US faces ire of Latin America over spying

Nations come together to express alarm at claims of widespread US spying on allies and critics alike.

Latin American nations from Mexico down to Argentina are demanding answers from the United States after a report of vast US spying on close allies and critics alike.

Governments voiced a mix of outrage and concern after the Brazilian newspaper Globo citing documents leaked by fugitive US intelligence whistleblower Edward Snowden, said several nations were targets of US electronic surveillance.

The snooping included lifting data on Venezuela’s oil and military deals and Mexico’s drug war and energy sector as well as mapping the movements of a Marxist guerrilla group in Colombia, the newspaper said.

Mexican President Enrique Pena Nieto said on Wednesday that his government had asked for and explanation and that if the claims turn out to be true, “it would be completely unacceptable”.

Pena Nieto, however, said the two allies still maintained relations of “respect and cordiality”.

Globo said other countries targeted by the National Security Agency were Argentina, Ecuador, Panama, Costa Rica, Nicaragua, Honduras, Paraguay, Chile, Peru and El Salvador.

“It sends chills up my spine when we learn that they are spying on us through their intelligence services in Brazil,” Argentine President Cristina Kirchner said, referring to another Globo report that the United States maintained a satellite spy base in Brasilia at least until 2002.

‘Close your Facebook’

Venezuela’s prisons minister on Wednesday urged citizens to shut Facebook accounts to avoid being unwitting informants for the CIA.

“Comrades: cancel your Facebook accounts, you’ve been working for free as CIA informants. Review the Snowden case!” wrote Iris Varela, choosing Twitter as her preferred means of communication.

The issue will be on the agenda of Friday’s summit of the Mercosur trade bloc, which includes Brazil, Argentina, Uruguay and Venezuela. The leaders of Bolivia and Honduras were also invited to the talks in Montevideo.

“The Mercosur meeting is an opportunity to take a common stand. Any attack on the sovereignty of one country must be answered with great firmness, because if we lower our heads, they will walk all over us,” warned Brazil’s presidential chief of staff Gilberto Carvalho.

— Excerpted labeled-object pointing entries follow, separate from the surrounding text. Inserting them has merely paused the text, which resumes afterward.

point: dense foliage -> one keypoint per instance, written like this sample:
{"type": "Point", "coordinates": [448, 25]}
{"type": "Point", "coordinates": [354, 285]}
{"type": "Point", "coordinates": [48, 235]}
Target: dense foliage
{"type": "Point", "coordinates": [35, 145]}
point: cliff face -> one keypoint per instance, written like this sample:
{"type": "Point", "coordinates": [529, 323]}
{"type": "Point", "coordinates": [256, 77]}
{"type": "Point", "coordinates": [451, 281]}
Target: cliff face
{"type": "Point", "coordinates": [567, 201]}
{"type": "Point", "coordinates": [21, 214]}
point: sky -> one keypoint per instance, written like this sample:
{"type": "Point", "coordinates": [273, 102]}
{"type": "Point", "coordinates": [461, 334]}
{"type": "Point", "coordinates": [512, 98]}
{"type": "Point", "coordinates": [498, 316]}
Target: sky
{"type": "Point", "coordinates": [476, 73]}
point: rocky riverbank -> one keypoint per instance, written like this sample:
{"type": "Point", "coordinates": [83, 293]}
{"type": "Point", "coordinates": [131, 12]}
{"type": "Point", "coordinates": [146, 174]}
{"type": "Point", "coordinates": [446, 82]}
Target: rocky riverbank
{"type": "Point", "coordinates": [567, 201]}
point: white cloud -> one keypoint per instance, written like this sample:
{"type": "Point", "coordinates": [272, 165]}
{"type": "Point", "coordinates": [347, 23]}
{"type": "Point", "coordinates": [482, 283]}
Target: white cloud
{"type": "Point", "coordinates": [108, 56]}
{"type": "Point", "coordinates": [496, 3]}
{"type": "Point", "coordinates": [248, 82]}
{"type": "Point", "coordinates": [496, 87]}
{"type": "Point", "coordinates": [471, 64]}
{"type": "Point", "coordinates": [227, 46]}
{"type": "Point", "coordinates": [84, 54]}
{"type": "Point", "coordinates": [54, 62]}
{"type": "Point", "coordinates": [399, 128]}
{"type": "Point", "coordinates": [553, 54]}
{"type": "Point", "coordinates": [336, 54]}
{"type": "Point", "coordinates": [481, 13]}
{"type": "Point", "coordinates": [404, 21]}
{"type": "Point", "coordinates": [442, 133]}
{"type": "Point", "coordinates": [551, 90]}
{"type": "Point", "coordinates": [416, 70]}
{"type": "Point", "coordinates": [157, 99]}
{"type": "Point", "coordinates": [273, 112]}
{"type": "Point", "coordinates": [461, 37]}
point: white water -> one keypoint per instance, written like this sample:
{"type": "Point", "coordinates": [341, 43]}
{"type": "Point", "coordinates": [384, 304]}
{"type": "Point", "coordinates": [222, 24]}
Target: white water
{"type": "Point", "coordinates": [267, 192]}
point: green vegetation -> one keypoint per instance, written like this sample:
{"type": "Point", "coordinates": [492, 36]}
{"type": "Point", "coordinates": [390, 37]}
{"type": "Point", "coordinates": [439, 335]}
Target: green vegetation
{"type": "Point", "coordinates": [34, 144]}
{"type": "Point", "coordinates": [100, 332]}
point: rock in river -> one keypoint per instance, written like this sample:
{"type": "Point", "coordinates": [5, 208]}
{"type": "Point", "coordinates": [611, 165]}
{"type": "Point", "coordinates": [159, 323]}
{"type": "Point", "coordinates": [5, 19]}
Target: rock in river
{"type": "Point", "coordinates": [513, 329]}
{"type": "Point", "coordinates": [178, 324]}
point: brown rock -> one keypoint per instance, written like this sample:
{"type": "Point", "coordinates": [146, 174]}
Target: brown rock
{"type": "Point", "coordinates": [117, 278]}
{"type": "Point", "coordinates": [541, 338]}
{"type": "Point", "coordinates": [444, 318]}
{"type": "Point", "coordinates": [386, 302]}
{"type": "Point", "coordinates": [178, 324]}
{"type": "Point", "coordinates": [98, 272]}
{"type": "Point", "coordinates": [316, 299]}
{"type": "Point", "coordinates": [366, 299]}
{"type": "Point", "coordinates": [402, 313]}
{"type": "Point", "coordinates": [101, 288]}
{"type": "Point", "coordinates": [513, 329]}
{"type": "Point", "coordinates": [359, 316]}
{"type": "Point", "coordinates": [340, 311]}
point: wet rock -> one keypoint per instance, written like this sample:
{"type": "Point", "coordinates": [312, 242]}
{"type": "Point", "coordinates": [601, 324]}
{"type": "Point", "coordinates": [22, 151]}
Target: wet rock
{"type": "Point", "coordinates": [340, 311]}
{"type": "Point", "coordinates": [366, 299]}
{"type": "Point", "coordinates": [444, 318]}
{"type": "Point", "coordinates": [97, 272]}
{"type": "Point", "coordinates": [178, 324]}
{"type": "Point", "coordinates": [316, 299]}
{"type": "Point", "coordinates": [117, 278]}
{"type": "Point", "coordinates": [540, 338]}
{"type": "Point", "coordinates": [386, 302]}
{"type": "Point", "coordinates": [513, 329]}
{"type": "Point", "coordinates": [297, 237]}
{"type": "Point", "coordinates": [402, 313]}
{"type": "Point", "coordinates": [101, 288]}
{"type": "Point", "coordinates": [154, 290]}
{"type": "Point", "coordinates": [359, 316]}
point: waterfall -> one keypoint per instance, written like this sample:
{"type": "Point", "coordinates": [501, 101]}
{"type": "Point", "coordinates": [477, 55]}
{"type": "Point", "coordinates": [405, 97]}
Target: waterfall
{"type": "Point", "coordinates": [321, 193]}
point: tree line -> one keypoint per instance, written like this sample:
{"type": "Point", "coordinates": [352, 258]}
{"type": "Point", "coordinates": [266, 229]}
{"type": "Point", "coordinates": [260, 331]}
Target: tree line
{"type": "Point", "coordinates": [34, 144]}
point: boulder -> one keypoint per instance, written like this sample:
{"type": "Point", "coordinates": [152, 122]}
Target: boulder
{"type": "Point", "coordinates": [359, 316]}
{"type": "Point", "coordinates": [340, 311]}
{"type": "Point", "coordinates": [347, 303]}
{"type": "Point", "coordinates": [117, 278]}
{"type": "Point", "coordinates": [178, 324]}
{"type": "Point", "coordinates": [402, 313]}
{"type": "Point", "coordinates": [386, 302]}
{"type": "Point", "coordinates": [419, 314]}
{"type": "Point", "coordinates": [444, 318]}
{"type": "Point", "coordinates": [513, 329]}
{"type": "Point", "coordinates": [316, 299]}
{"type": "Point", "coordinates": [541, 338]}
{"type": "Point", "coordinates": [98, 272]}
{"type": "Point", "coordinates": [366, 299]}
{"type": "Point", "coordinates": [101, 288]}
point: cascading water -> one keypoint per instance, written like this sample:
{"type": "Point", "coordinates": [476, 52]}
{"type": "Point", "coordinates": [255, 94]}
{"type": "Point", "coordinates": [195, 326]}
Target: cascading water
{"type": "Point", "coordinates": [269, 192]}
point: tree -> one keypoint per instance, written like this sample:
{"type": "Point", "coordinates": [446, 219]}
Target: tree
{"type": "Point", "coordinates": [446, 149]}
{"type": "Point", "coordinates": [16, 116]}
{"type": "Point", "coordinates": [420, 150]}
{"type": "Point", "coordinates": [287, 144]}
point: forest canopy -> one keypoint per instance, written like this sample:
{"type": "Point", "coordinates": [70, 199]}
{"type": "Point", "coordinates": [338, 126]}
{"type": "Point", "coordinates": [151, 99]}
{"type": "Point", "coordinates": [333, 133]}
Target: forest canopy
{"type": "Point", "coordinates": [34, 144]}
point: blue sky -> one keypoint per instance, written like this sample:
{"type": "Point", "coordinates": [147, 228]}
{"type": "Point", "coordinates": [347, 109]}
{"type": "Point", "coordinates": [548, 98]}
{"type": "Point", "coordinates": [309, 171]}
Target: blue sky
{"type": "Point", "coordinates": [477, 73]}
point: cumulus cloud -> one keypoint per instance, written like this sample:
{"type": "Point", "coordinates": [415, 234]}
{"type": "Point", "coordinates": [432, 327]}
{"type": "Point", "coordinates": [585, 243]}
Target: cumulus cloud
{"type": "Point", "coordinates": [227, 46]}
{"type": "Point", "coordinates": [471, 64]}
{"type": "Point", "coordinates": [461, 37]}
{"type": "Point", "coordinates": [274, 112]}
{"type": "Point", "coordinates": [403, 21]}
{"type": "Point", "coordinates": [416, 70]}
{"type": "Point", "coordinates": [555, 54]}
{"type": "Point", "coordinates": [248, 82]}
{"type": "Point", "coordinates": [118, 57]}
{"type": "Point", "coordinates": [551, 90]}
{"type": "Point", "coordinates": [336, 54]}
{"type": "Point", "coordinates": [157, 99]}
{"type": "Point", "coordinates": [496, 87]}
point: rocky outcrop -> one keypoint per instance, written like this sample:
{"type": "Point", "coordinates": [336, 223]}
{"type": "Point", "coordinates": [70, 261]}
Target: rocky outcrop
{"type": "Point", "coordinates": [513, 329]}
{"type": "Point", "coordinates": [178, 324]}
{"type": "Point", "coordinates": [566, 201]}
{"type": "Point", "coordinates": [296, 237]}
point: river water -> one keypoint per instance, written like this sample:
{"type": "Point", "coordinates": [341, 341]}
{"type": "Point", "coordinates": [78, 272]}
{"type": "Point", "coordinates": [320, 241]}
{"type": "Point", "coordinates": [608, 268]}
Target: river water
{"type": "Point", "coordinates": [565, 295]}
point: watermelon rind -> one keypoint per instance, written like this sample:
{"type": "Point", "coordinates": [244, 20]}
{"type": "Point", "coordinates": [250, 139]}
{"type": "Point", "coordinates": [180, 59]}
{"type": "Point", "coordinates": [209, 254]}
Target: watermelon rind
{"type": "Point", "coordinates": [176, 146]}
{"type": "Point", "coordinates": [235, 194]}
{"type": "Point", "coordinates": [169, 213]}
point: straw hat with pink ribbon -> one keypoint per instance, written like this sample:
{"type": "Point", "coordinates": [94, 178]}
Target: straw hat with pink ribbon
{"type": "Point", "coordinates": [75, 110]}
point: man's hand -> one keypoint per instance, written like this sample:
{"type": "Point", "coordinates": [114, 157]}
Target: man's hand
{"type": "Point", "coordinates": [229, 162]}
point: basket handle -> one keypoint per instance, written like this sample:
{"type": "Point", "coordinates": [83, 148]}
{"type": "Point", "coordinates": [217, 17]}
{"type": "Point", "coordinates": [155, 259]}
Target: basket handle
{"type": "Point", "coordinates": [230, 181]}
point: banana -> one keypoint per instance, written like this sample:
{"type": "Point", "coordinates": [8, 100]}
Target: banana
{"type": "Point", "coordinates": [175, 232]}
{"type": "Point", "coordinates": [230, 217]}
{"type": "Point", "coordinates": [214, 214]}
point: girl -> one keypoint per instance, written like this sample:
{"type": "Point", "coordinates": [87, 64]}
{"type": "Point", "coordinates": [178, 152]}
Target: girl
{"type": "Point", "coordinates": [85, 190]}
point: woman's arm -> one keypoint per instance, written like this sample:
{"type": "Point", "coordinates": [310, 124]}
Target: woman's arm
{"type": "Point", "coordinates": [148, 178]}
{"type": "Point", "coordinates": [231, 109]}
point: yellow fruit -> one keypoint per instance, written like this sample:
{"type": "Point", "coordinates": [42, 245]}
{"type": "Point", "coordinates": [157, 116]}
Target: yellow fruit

President Dilma Rousseff has ordered an investigation into the report of electronic spying on Brazilian citizens and companies.

Seeking answers

Colombia, the top US ally in the region which has received billions of dollars in US military aid to combat drug trafficking and leftist rebels, voiced concern and said it would seek answers from the United States.

A foreign ministry statement earlier this week said that Colombia rejected “acts of espionage that violate people’s right to privacy and international conventions on telecommunications”.

US State Department spokeswoman, Jen Psaki, said that any answers to requests from countries such as Colombia would remain private.

The outrage comes as Snowden, who is believed to be holed up in Moscow’s international airport, is considering taking asylum in Latin America after the leftist leaders of Venezuela, Bolivia and Nicaragua offered to take in the 30-year-old fugitive.